OWLS HEAD, Maine — Is there a 1980s snowmobile taking up space in your garage? Do you own an early-model snowblower? Is your father’s old snowplow in mint condition and you’d love to show it off?
These and other “antique” winter machines can be brought to the third annual WinterFest this coming weekend at the Owls Head Transportation Museum, where event coordinators promise a snowy good time will be had by all.
Anyone who brings a pre-1989 snowmobile, snowplow, snowblower, sleigh, iceboat, dog sled or toboggan will get free admission to the event. Part of the fun is in the surprise, said Park Morrison, director of public relations at the museum.
“We do get a good turnout of 1960s-era, 1970s-era machines,” he said Monday. “We’ve actually had sleds come from the ’40s and ’50s, back when they were engines on toboggans.”
The star of the third annual weekend is expected to be the museum’s 1926 Model T Ford snowmobile, which will be at the head of the antique snowmobile and snowplow parades, held at noon Saturday and noon Sunday.
“The Model T will be out and running,” Morrison said.

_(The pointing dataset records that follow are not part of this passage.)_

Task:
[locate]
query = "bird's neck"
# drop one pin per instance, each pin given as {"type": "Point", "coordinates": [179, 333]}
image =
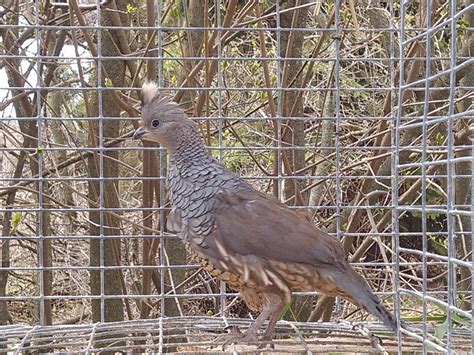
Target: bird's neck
{"type": "Point", "coordinates": [188, 151]}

The machine is a basic Model T automobile that was customized by a New Hampshire company with skids and an extra set of wheels for snow travel.
“They were popular in Maine and throughout northern New England,” he said. “It was a good way you could get through the snow.”
A thousand people came to last year’s winter transportation festival, and Morrison said it’s hoped at least 150 vehicles will be on display this year.
“This year, we really are making it a family event,” he said. “It’s not just snowmobiles any more.”
In addition to the parades, winter activities include “snowball catapults,” snowmobile and skiing trails, a snowman building contest, and a giant hill for sliding.
“WinterFest is a fun way for families to embrace winter,” said event coordinator Cathy Hardy.